Reputation: 48697
I'm writing an x86 backend for a compiler and am finding it really tedious encoding the machine code for each assembly instruction I need and I'm obviously reinventing the wheel. Is there a declarative representation of this instruction set anywhere, e.g. an XML file mapping instruction operations and operands to bytes?
Upvotes: 4
Views: 569
Reputation: 1351
I am assuming below that you don't want to depend on something huge like LLVM at runtime.
The reason I have researched this question is that I want to add a machine code emitter to a self-hosting Lisp whose size is in the ballpark of 2000-3000 LoC. Settling with the current LLVM dependency, or the Gnu assembler dependency, would invalidate the very ideal behind this project: self-host from as little code as feasible.
Here's what I have found for now:
It's not trivial, and to generate your own code from its declarative description you'll need to write C++ code (unless you're ready to parse and process its format yourself). It's comprehensive, but not the simplest.

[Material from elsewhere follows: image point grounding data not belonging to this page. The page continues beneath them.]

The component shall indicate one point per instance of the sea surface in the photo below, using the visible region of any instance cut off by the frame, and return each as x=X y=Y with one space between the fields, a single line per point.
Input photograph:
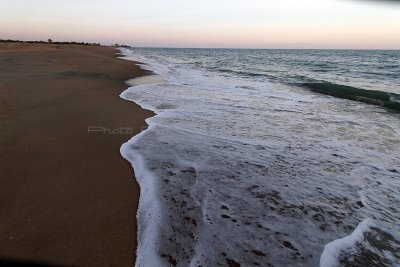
x=247 y=163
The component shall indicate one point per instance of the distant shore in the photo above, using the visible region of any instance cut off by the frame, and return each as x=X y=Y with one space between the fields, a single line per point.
x=67 y=197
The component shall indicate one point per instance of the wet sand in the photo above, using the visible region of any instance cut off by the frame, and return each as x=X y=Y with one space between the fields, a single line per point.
x=67 y=197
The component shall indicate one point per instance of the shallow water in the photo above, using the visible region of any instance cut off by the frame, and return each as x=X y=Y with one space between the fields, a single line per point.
x=241 y=169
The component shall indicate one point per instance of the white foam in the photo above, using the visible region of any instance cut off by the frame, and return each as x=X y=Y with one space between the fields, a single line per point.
x=330 y=256
x=274 y=159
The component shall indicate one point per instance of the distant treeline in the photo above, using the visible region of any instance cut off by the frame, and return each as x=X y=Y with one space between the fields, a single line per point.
x=49 y=41
x=46 y=42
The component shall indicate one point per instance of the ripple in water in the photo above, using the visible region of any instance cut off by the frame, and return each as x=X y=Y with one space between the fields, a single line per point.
x=237 y=171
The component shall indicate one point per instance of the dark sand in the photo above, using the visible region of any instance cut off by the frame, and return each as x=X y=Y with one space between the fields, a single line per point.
x=66 y=197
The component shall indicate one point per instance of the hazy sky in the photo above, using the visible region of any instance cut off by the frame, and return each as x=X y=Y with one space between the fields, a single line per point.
x=207 y=23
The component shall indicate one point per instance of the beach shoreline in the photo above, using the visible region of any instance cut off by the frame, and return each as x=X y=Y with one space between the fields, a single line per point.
x=67 y=197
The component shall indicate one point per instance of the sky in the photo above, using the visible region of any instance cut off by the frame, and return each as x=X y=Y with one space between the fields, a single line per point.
x=364 y=24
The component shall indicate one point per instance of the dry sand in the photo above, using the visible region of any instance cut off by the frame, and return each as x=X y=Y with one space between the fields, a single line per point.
x=66 y=197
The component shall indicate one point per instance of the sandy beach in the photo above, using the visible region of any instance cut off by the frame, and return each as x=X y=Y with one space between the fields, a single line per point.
x=67 y=197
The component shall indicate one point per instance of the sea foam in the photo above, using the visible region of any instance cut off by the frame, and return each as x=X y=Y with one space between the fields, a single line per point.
x=239 y=170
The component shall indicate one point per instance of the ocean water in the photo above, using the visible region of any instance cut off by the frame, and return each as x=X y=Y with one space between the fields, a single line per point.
x=245 y=164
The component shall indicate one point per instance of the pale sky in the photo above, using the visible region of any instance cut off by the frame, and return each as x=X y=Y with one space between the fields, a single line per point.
x=207 y=23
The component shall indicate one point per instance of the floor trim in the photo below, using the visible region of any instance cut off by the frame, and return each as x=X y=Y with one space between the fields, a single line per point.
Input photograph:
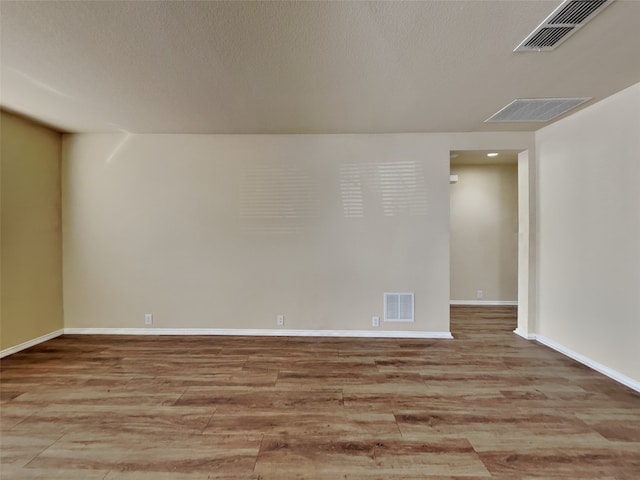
x=256 y=332
x=30 y=343
x=598 y=367
x=484 y=302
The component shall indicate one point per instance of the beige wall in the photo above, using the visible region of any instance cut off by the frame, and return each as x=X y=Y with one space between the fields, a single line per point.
x=589 y=232
x=31 y=243
x=484 y=233
x=230 y=231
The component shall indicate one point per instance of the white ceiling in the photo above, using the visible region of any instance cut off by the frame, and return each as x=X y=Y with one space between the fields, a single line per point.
x=299 y=67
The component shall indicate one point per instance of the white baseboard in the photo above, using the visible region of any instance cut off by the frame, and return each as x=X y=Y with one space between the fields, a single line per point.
x=484 y=302
x=30 y=343
x=257 y=332
x=598 y=367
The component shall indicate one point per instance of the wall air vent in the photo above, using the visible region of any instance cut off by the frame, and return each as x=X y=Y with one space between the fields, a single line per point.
x=535 y=109
x=563 y=22
x=398 y=307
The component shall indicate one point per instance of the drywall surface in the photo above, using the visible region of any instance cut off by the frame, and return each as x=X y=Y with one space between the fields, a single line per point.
x=484 y=233
x=589 y=232
x=230 y=231
x=31 y=238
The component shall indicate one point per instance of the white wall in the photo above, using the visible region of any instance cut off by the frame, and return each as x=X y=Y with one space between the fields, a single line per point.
x=484 y=232
x=589 y=232
x=229 y=231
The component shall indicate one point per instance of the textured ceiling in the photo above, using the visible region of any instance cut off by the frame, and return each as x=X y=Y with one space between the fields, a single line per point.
x=299 y=67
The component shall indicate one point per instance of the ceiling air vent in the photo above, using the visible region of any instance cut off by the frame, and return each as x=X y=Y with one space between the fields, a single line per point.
x=536 y=109
x=563 y=22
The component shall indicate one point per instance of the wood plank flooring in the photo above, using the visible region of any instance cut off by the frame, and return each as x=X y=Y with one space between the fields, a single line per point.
x=485 y=405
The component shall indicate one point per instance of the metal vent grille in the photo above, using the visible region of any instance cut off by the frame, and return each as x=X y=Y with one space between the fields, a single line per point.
x=576 y=11
x=563 y=22
x=548 y=37
x=398 y=307
x=536 y=109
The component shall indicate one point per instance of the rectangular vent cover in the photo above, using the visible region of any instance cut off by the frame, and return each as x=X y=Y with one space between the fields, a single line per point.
x=398 y=307
x=563 y=22
x=536 y=109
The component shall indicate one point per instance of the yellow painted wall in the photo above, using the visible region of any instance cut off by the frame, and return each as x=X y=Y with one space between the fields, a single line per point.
x=31 y=232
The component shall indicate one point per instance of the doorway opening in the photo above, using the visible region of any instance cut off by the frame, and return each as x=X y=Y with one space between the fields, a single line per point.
x=489 y=220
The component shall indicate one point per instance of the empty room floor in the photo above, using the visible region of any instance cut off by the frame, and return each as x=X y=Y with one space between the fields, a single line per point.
x=488 y=404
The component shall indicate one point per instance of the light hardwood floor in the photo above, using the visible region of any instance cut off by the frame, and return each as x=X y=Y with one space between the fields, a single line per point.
x=485 y=405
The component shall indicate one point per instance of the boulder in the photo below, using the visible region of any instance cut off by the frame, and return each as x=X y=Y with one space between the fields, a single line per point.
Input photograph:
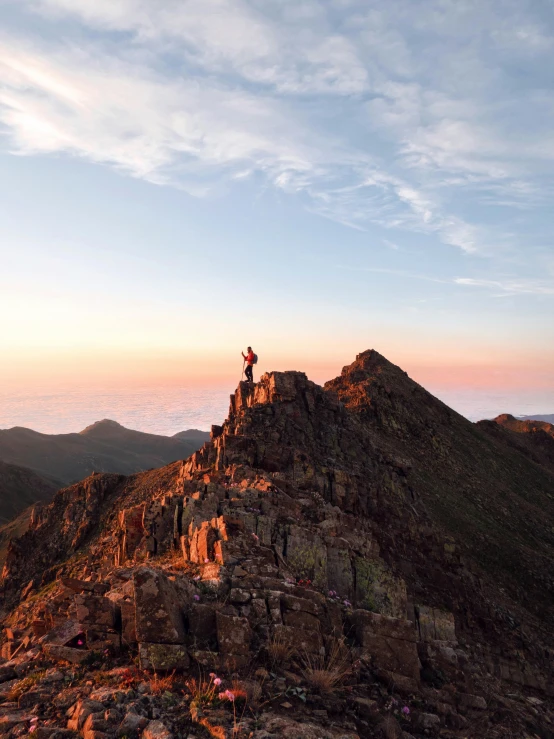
x=233 y=634
x=158 y=615
x=96 y=610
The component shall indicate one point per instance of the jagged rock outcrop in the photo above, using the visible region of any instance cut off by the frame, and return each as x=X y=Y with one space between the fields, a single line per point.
x=343 y=559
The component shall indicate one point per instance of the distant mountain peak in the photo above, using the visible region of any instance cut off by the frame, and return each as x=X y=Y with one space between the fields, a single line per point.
x=103 y=425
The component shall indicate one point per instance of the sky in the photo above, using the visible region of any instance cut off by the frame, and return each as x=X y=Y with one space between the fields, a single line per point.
x=182 y=178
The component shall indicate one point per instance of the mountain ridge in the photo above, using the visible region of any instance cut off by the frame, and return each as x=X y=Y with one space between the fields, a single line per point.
x=364 y=516
x=103 y=446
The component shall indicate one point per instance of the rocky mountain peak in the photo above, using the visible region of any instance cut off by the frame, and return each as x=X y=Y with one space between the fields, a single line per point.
x=363 y=522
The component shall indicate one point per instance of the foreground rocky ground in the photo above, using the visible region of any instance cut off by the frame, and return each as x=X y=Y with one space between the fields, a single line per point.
x=295 y=578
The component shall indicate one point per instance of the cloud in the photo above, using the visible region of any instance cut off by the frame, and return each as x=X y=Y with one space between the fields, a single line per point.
x=340 y=104
x=510 y=286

https://llvm.org/docs/TableGen/index.html
lib/Target/X86/X86InstrInfo.td
llvm-tblgen-10 --help
This is basically a web of #define
C macros that can be processed relatively simply (see a Lisp example).
Here are the copies/versions that I have found online:
https://github.com/cebix/macemu/blob/master/BasiliskII/src/uae_cpu/compiler/codegen_x86.h
https://unix.superglobalmegacorp.com/previous/newsrc/src/cpu/jit/codegen_x86.h.html
https://github.com/probonopd/previous/blob/master/src/cpu/jit/codegen_x86.h
Upvotes: 1
Reputation: 4220
I highly recommend using DynASM for this. It's not a declarative description, but it gives you absolute control over what instructions are emitted, and it's much easier to use than a declarative description would be. It's the ideal way of writing a platform-specific codegen IMO.
It is also very small and unimposing: the runtime is completely contained within a few hundred lines of .h
files.
See my DynASM tutorial for an example of writing a very simple codegen with DynASM.
Even if you're not convinced about DynASM, you'll find in the DynASM codebase a pretty concise declarative description of x86 instructions, which you might find useful.
Upvotes: 4